What are the cellular mechanisms that mediate the effects of USP15? As shown by Torre et al., USP15 was highly expressed in lymphoid and myeloid cells. Bone marrow transplantation experiments showed that the USP15 effect was mediated by cells of the hematopoietic lineage. In the healthy CNS, USPs are expressed by microglia in different brain regions, and can act as negative regulators of microglia activation¹². Torre et al. showed increased expression of USP15, as well as TRIM25, in activated human microglia and astrocytes after cytokine stimulation in vitro.
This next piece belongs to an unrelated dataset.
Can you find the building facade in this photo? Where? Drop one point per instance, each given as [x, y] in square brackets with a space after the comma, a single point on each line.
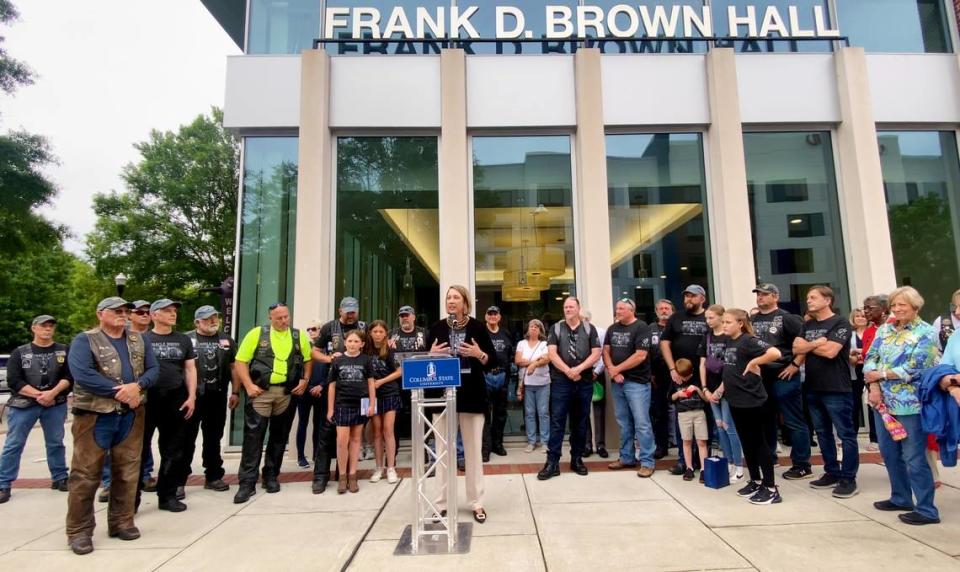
[605, 168]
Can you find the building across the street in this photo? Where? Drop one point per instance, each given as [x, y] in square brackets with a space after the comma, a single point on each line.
[591, 148]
Other studies showed USP15 to be a positive or negative regulator of IFN response^{5, 7}, suggesting distinct cell-type-specific down-stream signaling pathways that might be dependent or independent of the DUB activity of USP15. USP15 is ubiquitously expressed, and the mice used in the study were conventional knockouts and mutants. Thus, future studies using conditional deletion of USP15 will address how USP15 signaling in CNS resident cells and peripheral immune cells contribute to neuroinflammation.
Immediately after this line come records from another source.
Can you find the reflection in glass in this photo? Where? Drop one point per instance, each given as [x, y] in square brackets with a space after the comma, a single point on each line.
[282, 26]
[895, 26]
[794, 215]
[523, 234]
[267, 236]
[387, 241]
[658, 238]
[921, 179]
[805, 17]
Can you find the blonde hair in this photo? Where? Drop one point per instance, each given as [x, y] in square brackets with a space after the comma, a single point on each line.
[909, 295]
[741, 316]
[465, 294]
The results of the current study inform emerging themes in neuroimmunology for common mechanisms of immune regulation in brain infection and autoimmunity. Risk for developing an autoimmune CNS diseases, such as MS, is determined by a complex interaction of multiple gene variations and environmental factors, including infection¹³. The extent to which the observed effects of USP15 to viral or bacterial infections or other autoimmune diseases can be generalized will need to be further explored. Given the ubiquitous expression of USP15, it would be interesting to see whether specificity could be achieved by targeting this pathway selectivity in the CNS. However, in the meantime, Torre et al. with a multipronged experimental paradigm, has shed light on common genetic threads that may control susceptibility to both CNS infection and autoimmunity.